Problems with the wrist, hand, and fingers are common. They can be caused by simple things, like carrying out repetitive tasks, an injury during sport or a fall. As you get older, normal wear and tear can cause your problem to flare-up now and again, often for no obvious reason.

If your pain has arisen because of an injury, such as a fall, which affects your ability to function or causes significant pain you should seek medical advice.

What can I do myself to get better – now and in the future?

Despite the fact that there are several possible causes, hand and wrist pain will often resolve with sensible self- management advice

  • Painkillers – taking painkillers like ibuprofen, paracetamol, or a combination, are often helpful. Speak to your pharmacist for further information. Alternatively, you may prefer to use ‘rub on’ (topical) versions instead.
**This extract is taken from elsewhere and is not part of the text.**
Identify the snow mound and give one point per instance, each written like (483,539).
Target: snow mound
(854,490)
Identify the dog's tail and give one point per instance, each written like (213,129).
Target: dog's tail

Painkillers are not helpful for carpal tunnel syndrome symptoms.
  • Heat and cold – A hot bath or hot water bottle (cover the water bottle with a tea towel to prevent against burns) can ease pain, whilst cold from an ice pack or a bag of frozen peas (wrap in a damp cloth and use for short periods only to prevent against ice burns and apply to the painful area) can help relieve discomfort.
  • Splint Support – Depending on the symptoms, a wrist splint may help for wrist pain and symptoms of carpal tunnel syndrome. Splints are available from larger pharmacies or may be ordered online (your Pharmacist should be able to help with this. For De Quervains, a different splint known as a thumb spica, may be effective.
  • Ergonomics – If you work at a computer for most of the day make sure that you have adequate wrist support for the mouse and keyboard. This helps to stop the wrist from bending and therefore putting pressure on the nerves or tendons. The splints can be particularly beneficial if used overnight.

When should I see my doctor?

  • If the pain is severe or the problem does not improve, especially after a fall onto the hand
  • If the pain gets worse over time.
  • If the small joints in your hand swell and/or pain or stiffness in your hand takes more than 30 minutes to ease in the morning.
  • If you are unable to move your wrist and hand.
  • If you experience tingling or numbness in your hand (usually due to carpal tunnel syndrome symptoms which persist despite using a splint for 6-8 weeks or experience loss of sensation or weakness of your grip.

Common causes of wrist and hand pain

There are a number of specific causes of wrist and hand pain, which include:

  • Carpal tunnel syndrome is relatively common. Compression of the median nerve supplying the hand results in tingling, numbness and sometimes pain and weakness, often worse at night and usually in the thumb, index and middle fingers.
  • Trigger Finger/Thumb – This occurs when the tendon to a finger or thumb gets stuck and causes the movement to stick. A triggering will be felt in the palm at the base of the affected digit
  • De Quervains Tenosynovitis – Repetitive activity in the thumb can cause inflammation in the tendons supplying the thumb at the wrist.
  • Osteoarthritis (OA) – This can affect wrist, thumb and fingers. It is rare below the age of 45 unless there is a history of previous joint injury. Onset is normally gradual over a few years with increasing pain and discomfort.
  • Ganglion – A smooth fluid filled swelling is not uncommon around the hand and wrist (foot and ankle as well!). It is best left alone initially (several months) as they will often resolve with no treatment.  If there is any clinical doubt around diagnosis please see your GP.